The fuzziness of that thinking helped us misinform each other in wholesale fashion regarding the intricacies of sex and the complexities of those wondrous creatures with whose affections we looked forward to dallying. That is, if the word “affections” is broad enough to cover all the things we had in mind.

Oh, we knew guilt! The first concerned that “forbidden fruit” thing so deliciously tempting as to risk hell many times over. The second involved betraying Jim’s trust. For he believed us virtuous, and it gave him pleasure to share his collection. He would pour over maps of exotic places with us, or help us find information for school projects, or try his best to interest us in sociological events. Our feigned interest in such things masked our real purpose which always ran to the more lurid, the prurient, the lascivious.

Could our wickedness be the less for confessing it, we felt guilty playing such a trick. Still, we managed so successfully to blunt the effects of that and other guilt we could suffer the Reverend Ryerson’s Sunday sermons without so much as blinking. We were certain he didn’t mean to, but the Reverend spoke of wickedness as if he had personal knowledge of the thing and could help us find more of it if he were of a mind.

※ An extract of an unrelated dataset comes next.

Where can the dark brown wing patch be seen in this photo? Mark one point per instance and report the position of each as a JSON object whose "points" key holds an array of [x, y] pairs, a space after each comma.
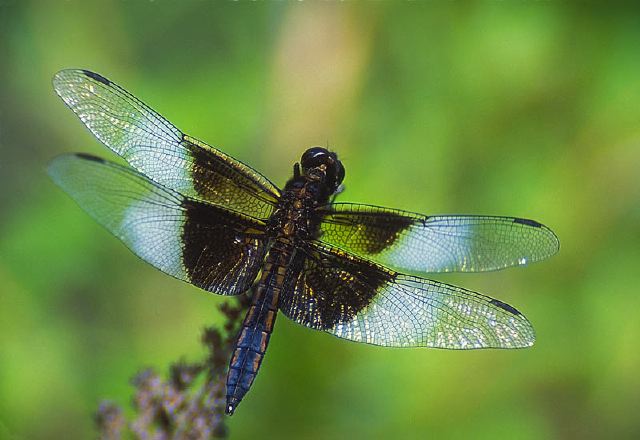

Fortunately, our mothers remained ignorant of our activities, for in truth there wasn’t one of us could have withstood the kind of prescient interrogation to be found in that quarter. We grew to become men; Jim became old. Neither he nor we lost interest in those things that had brought us together. Jim went on sharing his collection with subsequent generations; we found living embodiments of those female forms we had so much admired; and nature seemed satisfied.

Well, after thoughtful consideration we sold Jim’s place and used the funds to endow the James M. Whitsell room at Doodlebug University to house the collection and a librarian position to order and catalog it. We think Jim would be pleased. Visitors are usually pleased, as well–and they’e always welcome.

Just ask any Islander directions to the “Dusky Maiden” room.